• Sonuç bulunamadı

Fârâbî’de Seçime Dayalı Eylemler

ÜÇÜNCÜ BÖLÜM FÂRÂBÎ’DE ÖZGÜR İRADE

3.2. AY-ALTI ALEMDE ÖZGÜR İRADE

3.2.3. Fârâbî’de Seçime Dayalı Eylemler

Fârâbî tüm insanlar için ortak olan bu akılsalların insanda derin düşünce, düşünüp taşınma, pratik düşünce ve keşfetme arzusunu oluşturduğunu düşünmektedir. Yine insan, düşündüğü ya da keşfettiği şeylere yönelecek veya ondan kaçınmaktadır.
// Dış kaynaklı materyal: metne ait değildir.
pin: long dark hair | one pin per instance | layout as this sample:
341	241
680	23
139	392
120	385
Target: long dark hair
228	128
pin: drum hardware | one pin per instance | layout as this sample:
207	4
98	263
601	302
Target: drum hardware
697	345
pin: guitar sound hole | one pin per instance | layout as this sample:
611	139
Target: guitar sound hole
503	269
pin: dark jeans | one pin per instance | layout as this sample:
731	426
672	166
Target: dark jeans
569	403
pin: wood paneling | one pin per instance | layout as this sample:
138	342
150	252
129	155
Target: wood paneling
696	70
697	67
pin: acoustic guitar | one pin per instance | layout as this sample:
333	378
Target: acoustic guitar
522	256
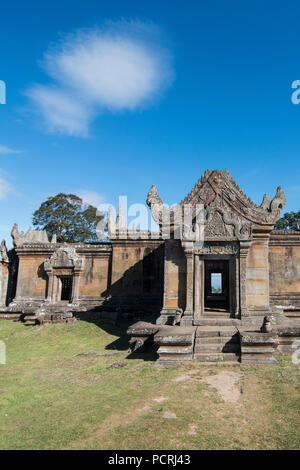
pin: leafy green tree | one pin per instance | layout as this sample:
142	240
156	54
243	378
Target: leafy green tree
290	221
73	221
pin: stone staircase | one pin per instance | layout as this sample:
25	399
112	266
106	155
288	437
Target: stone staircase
217	339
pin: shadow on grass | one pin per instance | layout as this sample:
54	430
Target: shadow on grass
121	343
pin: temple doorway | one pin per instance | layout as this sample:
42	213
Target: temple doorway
66	288
216	289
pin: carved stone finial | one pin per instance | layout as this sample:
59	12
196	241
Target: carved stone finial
15	234
121	225
111	222
266	203
277	203
267	324
3	252
153	197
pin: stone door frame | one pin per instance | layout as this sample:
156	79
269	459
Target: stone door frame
199	283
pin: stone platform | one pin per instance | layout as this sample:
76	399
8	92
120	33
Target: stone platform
231	341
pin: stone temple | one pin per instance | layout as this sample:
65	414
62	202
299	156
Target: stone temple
232	294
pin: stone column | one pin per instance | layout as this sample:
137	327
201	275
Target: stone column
237	287
244	248
3	282
187	318
75	287
50	286
199	289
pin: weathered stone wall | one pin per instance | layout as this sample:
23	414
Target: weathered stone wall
4	273
136	275
32	279
175	275
93	280
284	263
257	275
125	274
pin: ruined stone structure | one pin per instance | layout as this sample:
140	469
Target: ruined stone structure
170	276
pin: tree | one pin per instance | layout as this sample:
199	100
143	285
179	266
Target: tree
67	216
290	221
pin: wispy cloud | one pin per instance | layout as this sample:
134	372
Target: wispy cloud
8	151
91	197
5	187
121	67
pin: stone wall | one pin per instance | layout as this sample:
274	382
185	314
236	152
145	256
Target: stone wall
125	274
284	267
4	273
137	272
257	274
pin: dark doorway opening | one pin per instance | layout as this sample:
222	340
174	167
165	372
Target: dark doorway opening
216	293
66	288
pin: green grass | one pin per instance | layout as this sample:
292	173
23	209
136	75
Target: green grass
50	398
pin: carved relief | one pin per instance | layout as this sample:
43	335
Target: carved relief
3	252
228	212
64	257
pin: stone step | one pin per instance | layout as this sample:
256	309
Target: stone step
217	339
219	321
208	330
217	357
225	348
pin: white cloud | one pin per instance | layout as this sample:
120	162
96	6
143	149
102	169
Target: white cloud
61	111
5	187
91	197
122	66
8	151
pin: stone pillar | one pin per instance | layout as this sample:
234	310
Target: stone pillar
50	286
199	289
75	286
3	282
188	315
244	248
237	287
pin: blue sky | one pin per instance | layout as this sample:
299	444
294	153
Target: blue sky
106	98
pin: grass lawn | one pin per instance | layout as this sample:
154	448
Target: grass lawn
53	396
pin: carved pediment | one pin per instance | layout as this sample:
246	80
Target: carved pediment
228	212
64	257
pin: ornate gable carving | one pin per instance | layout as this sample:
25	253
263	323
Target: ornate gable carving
64	257
228	213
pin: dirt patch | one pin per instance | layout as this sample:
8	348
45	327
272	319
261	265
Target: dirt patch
226	383
160	399
168	415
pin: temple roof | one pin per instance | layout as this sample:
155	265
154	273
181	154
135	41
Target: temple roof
217	191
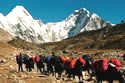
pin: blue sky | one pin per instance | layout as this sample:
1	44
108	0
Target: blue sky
57	10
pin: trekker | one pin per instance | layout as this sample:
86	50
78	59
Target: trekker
19	60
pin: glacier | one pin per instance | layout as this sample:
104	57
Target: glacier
20	23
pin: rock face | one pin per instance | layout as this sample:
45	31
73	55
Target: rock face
20	23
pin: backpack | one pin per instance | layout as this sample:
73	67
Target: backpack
82	61
72	63
117	63
63	59
37	58
101	65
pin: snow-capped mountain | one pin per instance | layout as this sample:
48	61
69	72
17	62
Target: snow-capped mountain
20	23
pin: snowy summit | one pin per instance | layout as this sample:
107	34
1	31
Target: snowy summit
20	23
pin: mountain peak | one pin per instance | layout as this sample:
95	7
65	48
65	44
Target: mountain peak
19	11
20	23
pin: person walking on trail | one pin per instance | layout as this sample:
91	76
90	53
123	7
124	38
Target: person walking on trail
19	60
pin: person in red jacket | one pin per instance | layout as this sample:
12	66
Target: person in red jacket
19	60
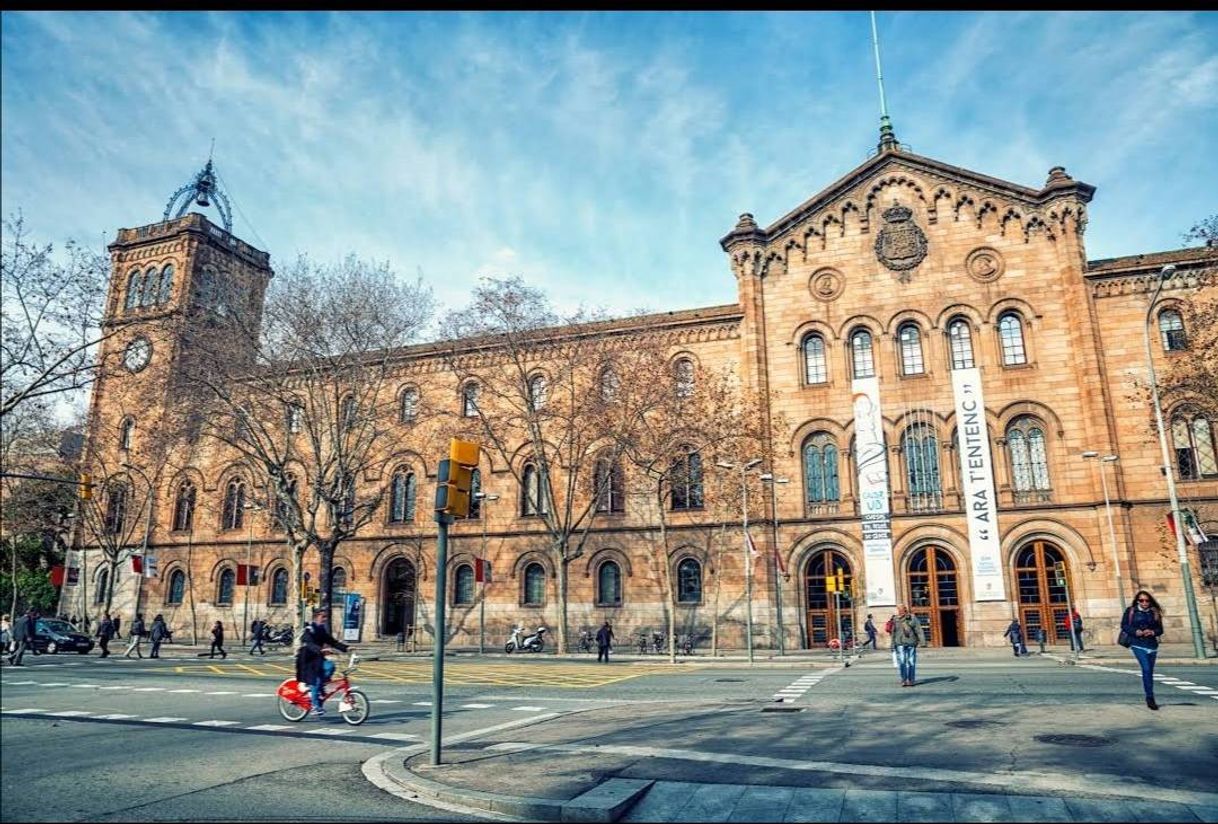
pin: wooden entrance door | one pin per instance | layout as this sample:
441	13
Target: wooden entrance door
1041	599
822	612
934	595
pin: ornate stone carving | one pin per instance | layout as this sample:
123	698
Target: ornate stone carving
826	285
900	245
984	264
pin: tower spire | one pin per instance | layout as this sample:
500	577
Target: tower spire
887	136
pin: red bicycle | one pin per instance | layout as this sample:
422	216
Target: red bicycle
295	701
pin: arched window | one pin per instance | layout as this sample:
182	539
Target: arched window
535	584
1029	464
1194	442
688	581
686	480
177	587
151	287
1010	332
102	587
233	516
469	399
463	586
166	284
1171	329
682	377
184	508
920	448
409	404
534	499
861	354
117	497
609	584
910	342
609	385
134	287
821	470
538	392
960	336
224	586
815	368
401	497
610	487
279	586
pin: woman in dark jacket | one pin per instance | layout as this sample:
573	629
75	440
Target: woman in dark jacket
217	640
1144	623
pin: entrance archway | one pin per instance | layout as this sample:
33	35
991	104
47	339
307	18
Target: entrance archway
934	595
397	605
1041	599
822	607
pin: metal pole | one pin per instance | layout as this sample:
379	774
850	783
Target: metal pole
437	659
1112	536
748	561
1190	600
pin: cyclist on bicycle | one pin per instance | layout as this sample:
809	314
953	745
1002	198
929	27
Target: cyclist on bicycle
312	668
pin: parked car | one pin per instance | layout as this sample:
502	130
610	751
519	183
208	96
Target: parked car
56	635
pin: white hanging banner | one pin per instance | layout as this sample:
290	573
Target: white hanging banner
977	486
871	458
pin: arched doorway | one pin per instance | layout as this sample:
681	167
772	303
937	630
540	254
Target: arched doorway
934	595
397	605
822	606
1041	599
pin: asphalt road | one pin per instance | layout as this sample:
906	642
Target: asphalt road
201	740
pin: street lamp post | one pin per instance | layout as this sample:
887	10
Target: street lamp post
748	554
481	606
1112	533
767	477
1182	550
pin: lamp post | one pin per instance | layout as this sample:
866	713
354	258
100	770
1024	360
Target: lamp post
147	528
1182	550
748	555
1112	533
481	606
767	477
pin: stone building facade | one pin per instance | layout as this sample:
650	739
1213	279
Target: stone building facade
942	351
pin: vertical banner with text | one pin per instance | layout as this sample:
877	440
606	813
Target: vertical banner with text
871	458
977	486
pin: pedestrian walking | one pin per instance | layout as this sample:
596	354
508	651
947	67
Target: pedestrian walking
217	640
908	635
158	634
869	627
257	634
1141	626
137	637
105	632
604	642
1015	632
22	635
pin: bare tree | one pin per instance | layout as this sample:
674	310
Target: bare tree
50	319
554	398
300	392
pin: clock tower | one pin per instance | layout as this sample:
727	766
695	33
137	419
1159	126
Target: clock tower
169	280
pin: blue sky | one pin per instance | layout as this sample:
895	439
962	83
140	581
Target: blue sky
598	155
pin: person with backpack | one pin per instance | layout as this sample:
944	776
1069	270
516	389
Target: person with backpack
908	635
1140	626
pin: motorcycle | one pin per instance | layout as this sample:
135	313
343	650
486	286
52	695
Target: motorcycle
534	643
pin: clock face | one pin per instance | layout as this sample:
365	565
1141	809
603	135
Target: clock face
138	354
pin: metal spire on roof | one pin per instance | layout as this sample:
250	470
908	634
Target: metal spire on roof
887	136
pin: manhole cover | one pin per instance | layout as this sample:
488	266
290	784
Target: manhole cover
1068	740
975	723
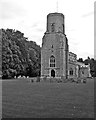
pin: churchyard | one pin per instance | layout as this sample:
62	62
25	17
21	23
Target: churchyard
22	98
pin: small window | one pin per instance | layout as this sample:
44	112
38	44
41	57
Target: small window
53	27
71	71
82	72
52	61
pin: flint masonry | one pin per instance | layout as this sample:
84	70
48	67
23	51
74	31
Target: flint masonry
56	60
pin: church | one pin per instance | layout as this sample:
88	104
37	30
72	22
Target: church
56	59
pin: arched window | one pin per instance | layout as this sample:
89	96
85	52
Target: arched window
52	61
71	71
53	27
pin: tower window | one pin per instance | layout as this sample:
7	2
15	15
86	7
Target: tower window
71	71
53	27
52	61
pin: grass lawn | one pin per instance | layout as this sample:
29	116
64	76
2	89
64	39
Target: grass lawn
23	99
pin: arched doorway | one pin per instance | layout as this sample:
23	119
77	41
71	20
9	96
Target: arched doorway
52	73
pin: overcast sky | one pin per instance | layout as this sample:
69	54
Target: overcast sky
29	16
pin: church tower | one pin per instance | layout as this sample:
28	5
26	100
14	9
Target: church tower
54	51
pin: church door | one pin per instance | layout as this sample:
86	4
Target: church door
52	73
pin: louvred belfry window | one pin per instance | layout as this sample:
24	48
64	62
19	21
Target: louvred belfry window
52	61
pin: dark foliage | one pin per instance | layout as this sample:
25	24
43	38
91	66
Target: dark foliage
92	63
19	56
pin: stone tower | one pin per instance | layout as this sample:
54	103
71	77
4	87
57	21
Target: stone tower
54	52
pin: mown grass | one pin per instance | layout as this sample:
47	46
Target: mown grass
23	99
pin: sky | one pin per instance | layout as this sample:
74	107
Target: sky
30	17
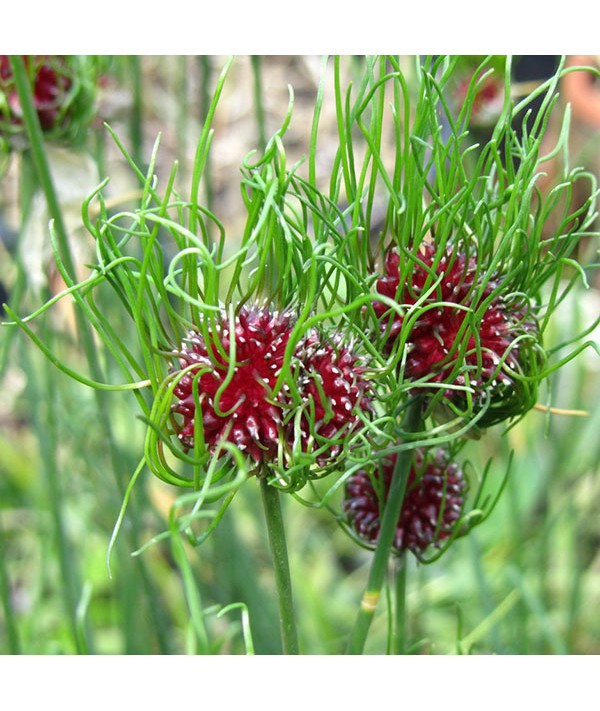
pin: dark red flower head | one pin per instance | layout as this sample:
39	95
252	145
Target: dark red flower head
466	337
234	387
50	86
432	504
334	389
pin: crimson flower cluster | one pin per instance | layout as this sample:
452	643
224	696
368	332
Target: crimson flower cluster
51	83
468	333
229	388
432	504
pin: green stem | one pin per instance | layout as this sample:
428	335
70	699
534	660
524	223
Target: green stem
275	528
10	624
399	641
42	168
136	123
389	521
258	100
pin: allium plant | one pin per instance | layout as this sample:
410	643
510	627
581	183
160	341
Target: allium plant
436	489
63	90
336	346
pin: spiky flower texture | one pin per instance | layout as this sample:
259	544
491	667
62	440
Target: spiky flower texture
335	392
232	376
231	382
432	504
468	335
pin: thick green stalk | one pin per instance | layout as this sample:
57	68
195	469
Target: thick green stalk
389	521
399	573
258	100
275	528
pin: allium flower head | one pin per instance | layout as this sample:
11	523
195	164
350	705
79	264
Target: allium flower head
63	94
432	504
49	88
334	389
236	399
441	346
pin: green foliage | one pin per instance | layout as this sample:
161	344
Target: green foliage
405	171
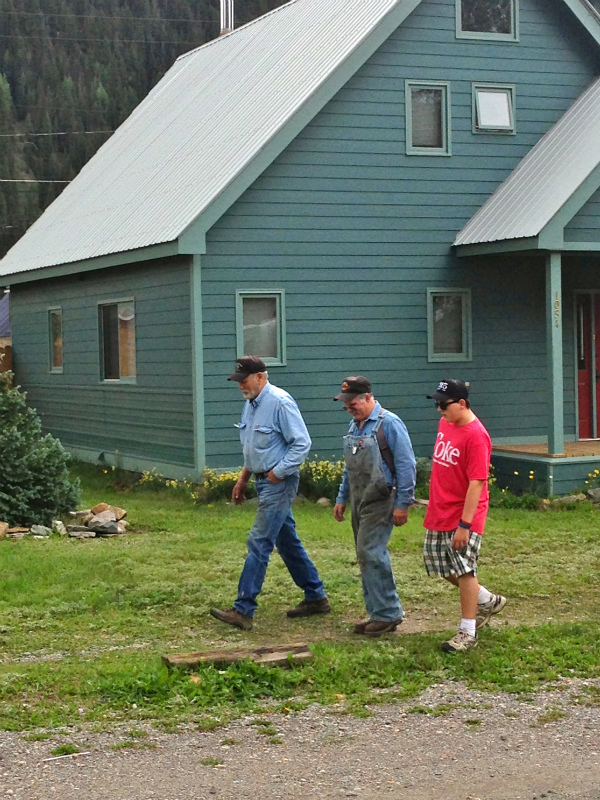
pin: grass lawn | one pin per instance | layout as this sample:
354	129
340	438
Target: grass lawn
83	624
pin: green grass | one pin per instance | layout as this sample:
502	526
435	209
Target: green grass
83	624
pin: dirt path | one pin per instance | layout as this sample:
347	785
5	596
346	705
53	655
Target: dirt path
484	747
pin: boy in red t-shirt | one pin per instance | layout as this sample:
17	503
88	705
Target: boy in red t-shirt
458	504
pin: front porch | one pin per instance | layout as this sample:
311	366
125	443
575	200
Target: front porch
531	468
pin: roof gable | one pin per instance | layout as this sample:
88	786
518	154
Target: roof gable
212	116
209	128
550	184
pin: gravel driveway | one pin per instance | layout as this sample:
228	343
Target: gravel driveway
476	746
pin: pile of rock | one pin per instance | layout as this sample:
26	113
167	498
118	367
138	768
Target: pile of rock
101	520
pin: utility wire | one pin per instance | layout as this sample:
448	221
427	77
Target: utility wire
77	39
55	133
46	14
23	180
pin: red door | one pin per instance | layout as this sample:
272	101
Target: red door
586	366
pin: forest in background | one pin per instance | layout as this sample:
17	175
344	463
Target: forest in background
71	71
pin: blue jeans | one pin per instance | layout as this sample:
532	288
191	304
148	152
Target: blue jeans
274	526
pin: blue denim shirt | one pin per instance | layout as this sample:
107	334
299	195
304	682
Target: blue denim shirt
273	433
404	458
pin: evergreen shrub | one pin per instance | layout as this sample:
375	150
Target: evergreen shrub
35	487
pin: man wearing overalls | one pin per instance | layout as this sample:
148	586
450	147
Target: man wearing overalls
379	479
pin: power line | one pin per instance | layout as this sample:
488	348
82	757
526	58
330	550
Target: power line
55	133
46	14
77	39
23	180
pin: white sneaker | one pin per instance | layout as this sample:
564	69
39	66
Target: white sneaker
460	643
487	610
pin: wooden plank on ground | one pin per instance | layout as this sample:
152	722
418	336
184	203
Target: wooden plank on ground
269	656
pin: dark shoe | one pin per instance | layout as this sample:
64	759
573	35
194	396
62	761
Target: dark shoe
309	607
376	628
232	617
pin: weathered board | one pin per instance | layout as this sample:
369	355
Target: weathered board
269	656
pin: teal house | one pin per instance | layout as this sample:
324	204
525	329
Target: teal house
406	189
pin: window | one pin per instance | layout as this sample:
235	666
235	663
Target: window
493	108
260	325
449	324
487	19
427	118
55	328
117	337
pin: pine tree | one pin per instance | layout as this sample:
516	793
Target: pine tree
34	481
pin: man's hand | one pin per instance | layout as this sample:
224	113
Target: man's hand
238	494
460	539
400	516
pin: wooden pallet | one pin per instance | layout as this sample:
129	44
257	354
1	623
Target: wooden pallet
268	656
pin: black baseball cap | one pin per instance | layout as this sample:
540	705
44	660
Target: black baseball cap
354	386
247	365
450	390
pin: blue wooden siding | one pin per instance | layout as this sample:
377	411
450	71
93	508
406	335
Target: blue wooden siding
151	420
355	231
585	225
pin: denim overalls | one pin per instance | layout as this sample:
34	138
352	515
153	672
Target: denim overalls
372	504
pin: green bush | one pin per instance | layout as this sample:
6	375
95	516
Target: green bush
34	481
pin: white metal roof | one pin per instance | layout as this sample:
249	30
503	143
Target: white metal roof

Böylece o; “iradi” ya da “ihtiyari” bir biçimde davranmaktadır. “İnsanda bu akılsallar var olduğunda, onda tabiatı gereği derin düşünce (tahammul) düşünüp taşınma, (raviyya), pratik düşünce (fikr) ve keşfetme arzusu meydana gelir. Bundan başka bu düşündüğü şeylerin bazısına karşı bir arzusu, ona yönelmesi, keşfettiği şeylere karşı bir isteği veya tersine ondan hoşlanmaması ortaya çıkar. İnsanda genel olarak idrak edilen şeye karşı duyulan eğilim (‘nuzu) iradedir. Eğer o duyunun veya tahayyülün sonucu ise, genel bir adla yani “ irade “ adıyla adlandırılır. Eğer o genel olarak düşünüp taşınmasının ve akılsal düşüncenin sonucu ise ona “seçme” (ihtiyar) denir. Seçme, özel olarak insanda bulunur; duyu veya tahayyülden doğan arzu, eğilim ise başka hayvanlarda da vardır.”196

Görüldüğü üzere Fârâbî, düşünülmeksizin iradenin meydana gelmesini imkânsız kılmaktadır. Bu bağlamda onun, “düşünme” ile “irade” arasında ilişkisel bir durumdan söz ettiği görülür. İnsan; idrak ettiği her şeye duyum, tahayyül ya da düşünme yetileriyle yönelmektedir. Duyum ve tahayyüle yönelim “irade”, düşünmeyle yönelim ise “seçme” olarak nitelenir. Dolayısıyla Fârâbî’nin bu noktada genel bir yönelim tarzı olması bakımından tahayyüllü; daha özel bir yönelim tarzı olan teemmül (akletme), ayrıt ettiği görülmektedir. Fârâbî için teemmül, “tercih edilmiş bir akletme” olarak anlam bulmaktadır.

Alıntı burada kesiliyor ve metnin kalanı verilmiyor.